2025 Nobel Edebiyat Ödülü László Krasznahorkai’ye Verildiİsveç Akademisi, 2025 Nobel Edebiyat Ödülü’nü Macar yazar László Krasznahorkai’ye layık gördü. Akademi, ödülün gerekçesini “kıyametvari bir dehşetin ortasında bile sanatın gücünü yeniden teyit eden, etkileyici ve vizyoner bir külliyat” sözleriyle açıkladı.

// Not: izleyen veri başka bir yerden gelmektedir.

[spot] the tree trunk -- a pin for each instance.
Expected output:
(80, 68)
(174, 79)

“Kıyametin Ustası” olarak Anılan Bir Yazar
1954 yılında Macaristan’ın Romanya sınırındaki Gyula kasabasında doğan Krasznahorkai, Budapeşte Üniversitesi’nde dil, edebiyat ve hukuk eğitimi aldı. Edebiyat sahnesine, 1985’te yayımlanan ilk romanı “Şeytan Tangosu” ile çıktı. Bu yapıt, hem Macar edebiyatının modern klasikleri arasına girdi hem de Béla Tarr’ın yönetmenliğinde çekilen yedi buçuk saatlik siyah beyaz filmiyle (1994) sinema tarihinde iz bıraktı.
Krasznahorkai, sonraki eserlerinde ülkesinin sınırlarını aşarak insanlığın varoluş sancılarını, yıkım ve kurtuluş arayışını anlattı. “Direnişin Melankolisi” (1993), “Savaş ve Savaş” (1999) ve “Seiobo Orada, Aşağıdaydı” (2008) yazarın uluslararası alanda en çok ses getiren yapıtları arasında yer alıyor.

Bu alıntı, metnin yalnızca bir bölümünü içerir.